6 de fevereiro de 2013

Papiro do dia (287)

«Conhecia as traseiras daquelas casas como o seu próprio quintal, os velhos tanques de lavar, os arcos de barris, as ameixieiras, as latrinas, a carcaça de automóvel sem pneus que estava havia anos atrás de uma das casas. Conhecia o Quarter nos domingos de manhã quando as mulheres penteavam e entrançavam os cabelos das crianças ao sol nos degraus da frente, quando as raparigas crescidas andavam de um lado para o outro nos longos vestidos de seda brilhante, e os homens olhavam e assobiavam baixinho os blues. E depois do jantar também o conhecia. Então a luz das lâmpadas de óleo piscavam no interior das casas e fazia nascer longas sombras cá fora. E havia o cheiro de fumo e peixe e milho assado. E havia sempre alguém a dançar ou a tocar harpa.

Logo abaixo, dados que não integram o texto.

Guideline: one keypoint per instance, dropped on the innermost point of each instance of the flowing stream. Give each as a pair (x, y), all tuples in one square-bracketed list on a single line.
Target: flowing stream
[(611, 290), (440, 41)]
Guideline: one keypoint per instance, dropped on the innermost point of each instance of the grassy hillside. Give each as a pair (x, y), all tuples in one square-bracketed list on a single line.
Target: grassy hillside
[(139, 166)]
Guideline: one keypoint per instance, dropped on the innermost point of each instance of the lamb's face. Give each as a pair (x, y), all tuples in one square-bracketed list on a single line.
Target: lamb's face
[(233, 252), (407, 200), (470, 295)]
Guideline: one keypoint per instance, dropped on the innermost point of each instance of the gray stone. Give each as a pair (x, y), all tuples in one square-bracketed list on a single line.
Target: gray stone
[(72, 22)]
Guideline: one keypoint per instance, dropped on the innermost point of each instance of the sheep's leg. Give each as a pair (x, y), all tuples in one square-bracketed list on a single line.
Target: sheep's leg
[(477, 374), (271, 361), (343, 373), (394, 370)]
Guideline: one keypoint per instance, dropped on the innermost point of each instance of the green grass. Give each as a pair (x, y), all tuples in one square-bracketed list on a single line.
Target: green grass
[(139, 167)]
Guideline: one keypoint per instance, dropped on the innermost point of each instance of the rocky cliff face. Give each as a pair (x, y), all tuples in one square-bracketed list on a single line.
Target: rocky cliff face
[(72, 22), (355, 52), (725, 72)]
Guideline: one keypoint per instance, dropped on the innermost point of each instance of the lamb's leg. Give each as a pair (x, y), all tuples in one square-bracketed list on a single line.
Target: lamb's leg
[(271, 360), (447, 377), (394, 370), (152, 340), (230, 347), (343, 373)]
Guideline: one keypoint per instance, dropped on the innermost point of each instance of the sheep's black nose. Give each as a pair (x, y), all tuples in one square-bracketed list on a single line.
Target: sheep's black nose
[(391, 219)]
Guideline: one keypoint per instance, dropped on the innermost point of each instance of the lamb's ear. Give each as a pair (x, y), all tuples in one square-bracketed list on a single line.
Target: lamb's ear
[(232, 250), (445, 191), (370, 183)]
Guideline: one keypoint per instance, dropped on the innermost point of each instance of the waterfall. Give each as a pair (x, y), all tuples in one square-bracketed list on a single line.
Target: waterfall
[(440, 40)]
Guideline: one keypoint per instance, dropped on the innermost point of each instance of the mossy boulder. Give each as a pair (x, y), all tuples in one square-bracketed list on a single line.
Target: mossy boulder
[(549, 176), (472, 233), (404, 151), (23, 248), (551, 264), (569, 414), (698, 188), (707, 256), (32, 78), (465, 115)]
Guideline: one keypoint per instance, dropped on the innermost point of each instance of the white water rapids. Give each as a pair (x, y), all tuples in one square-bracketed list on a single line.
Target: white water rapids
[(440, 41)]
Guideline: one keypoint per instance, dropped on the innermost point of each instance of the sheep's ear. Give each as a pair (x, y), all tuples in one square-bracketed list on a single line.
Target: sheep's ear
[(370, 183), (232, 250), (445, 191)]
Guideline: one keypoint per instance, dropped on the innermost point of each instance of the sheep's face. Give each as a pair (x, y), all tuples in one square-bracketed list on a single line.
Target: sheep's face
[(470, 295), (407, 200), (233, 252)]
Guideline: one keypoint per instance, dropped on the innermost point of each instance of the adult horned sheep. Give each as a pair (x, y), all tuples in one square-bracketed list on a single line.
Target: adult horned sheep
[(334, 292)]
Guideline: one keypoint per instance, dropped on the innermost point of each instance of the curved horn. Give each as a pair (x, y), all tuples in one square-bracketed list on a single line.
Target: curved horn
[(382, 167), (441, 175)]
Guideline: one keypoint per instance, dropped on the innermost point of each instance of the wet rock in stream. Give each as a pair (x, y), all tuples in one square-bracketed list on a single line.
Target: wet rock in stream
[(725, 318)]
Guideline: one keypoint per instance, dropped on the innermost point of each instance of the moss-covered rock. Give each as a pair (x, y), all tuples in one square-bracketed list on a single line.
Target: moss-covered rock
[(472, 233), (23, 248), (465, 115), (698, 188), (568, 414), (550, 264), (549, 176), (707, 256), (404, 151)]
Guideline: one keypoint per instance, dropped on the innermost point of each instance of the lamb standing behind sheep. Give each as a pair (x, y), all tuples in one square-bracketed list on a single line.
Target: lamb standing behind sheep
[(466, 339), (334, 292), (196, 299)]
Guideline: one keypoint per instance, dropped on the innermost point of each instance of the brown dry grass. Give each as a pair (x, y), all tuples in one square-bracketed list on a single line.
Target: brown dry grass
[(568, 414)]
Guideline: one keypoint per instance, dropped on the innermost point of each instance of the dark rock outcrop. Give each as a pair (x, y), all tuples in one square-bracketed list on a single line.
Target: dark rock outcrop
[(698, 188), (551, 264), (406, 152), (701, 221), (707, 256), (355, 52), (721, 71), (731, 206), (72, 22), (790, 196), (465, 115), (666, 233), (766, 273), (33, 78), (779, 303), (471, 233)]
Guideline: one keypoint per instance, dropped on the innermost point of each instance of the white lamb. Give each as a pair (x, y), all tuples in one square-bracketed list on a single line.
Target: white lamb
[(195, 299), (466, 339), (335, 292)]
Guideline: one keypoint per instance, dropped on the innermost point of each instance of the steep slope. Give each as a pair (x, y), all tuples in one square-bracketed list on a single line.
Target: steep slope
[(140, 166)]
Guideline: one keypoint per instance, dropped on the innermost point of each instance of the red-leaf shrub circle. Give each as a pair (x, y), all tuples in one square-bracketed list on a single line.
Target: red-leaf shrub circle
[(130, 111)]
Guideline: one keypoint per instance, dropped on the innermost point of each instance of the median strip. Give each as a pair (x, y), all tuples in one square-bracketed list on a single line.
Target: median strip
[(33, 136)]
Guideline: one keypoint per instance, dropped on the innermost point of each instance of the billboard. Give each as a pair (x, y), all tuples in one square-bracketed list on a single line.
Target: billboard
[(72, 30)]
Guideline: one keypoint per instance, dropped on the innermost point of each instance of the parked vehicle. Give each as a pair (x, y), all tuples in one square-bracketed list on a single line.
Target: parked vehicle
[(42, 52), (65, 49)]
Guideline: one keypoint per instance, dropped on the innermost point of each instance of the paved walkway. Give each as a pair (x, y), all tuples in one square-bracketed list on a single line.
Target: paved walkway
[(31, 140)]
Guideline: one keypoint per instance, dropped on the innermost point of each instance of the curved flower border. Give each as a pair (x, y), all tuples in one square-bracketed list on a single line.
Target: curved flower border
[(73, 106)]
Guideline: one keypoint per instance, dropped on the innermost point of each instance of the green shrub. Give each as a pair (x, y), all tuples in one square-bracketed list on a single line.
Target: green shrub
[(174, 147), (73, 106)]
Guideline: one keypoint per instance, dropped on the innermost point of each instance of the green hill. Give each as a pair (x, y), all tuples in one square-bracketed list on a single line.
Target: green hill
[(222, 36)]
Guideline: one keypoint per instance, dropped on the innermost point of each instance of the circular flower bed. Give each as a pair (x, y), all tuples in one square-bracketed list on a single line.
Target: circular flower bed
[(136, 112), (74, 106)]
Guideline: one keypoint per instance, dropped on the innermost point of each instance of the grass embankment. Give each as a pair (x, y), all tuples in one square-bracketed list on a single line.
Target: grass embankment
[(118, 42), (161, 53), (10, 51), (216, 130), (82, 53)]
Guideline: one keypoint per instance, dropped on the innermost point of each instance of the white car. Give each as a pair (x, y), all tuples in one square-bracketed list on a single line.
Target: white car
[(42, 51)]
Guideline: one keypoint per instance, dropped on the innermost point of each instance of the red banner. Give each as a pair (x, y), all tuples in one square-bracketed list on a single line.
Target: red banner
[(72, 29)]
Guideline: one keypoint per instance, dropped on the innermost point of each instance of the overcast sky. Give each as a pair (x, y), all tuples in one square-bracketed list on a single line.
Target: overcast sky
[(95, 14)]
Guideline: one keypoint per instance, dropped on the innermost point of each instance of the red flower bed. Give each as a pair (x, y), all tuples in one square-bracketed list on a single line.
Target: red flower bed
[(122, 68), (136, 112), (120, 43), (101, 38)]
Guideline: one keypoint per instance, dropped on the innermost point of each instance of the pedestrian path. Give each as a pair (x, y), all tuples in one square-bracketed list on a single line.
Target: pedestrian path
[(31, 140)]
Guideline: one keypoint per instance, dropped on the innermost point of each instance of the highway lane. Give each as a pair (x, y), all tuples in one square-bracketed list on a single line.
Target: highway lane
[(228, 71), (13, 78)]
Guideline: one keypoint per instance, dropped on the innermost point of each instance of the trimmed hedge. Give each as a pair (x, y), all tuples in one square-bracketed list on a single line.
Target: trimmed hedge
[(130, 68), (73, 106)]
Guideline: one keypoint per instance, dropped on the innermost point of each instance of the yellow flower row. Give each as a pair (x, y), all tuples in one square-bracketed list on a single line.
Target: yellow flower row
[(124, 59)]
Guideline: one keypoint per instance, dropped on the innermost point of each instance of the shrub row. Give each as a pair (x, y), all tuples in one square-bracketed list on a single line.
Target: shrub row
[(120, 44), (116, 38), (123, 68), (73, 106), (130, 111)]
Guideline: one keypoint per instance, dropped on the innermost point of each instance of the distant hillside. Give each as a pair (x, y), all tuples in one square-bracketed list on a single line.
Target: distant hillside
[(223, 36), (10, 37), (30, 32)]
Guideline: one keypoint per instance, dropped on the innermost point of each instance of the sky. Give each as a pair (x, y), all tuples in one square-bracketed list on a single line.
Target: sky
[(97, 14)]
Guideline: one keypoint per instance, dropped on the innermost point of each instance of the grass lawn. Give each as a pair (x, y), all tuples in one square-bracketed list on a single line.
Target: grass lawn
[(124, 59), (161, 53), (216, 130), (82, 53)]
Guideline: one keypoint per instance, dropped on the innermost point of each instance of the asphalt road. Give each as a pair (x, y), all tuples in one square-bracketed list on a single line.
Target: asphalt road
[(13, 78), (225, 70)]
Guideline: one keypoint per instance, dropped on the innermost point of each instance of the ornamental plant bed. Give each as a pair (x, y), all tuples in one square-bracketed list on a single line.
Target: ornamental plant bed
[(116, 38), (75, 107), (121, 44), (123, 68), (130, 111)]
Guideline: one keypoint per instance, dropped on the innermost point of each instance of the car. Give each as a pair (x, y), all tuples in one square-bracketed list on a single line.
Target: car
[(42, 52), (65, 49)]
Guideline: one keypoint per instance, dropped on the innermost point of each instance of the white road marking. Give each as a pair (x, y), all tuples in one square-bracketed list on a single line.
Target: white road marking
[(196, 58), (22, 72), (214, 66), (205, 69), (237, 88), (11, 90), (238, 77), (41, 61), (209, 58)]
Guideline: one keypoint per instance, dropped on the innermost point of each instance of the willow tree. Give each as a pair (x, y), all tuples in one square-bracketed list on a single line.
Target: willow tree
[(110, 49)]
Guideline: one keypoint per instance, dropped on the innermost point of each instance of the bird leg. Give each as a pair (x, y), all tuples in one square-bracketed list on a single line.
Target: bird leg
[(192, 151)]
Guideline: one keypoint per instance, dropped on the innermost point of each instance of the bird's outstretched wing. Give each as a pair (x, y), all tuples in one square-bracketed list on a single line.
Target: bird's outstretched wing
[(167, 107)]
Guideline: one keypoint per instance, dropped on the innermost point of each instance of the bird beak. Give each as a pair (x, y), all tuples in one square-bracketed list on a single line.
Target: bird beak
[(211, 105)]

Mas havia uma altura em que o Quarter era estranho para ele, e era tarde na noite. Algumas vezes ao regressar tarde a casa depois de uma caçada, ou quando estava simplesmente inquieto, passara na rua àquela hora. As portas estavam todas fechadas ao luar e as casas pareciam ter encolhido e tinham o ar de choupanas vazias há muito tempo. Ao mesmo tempo havia aquele silêncio que nunca se instala num lugar abandonado, e só se faz sentir num lugar onde há muita gente a dormir. Mas enquanto ouvia aquele silêncio absoluto, tomava gradualmente consciência de um som, e era isso que tornava o Quarter um lugar estranho tarde na noite.»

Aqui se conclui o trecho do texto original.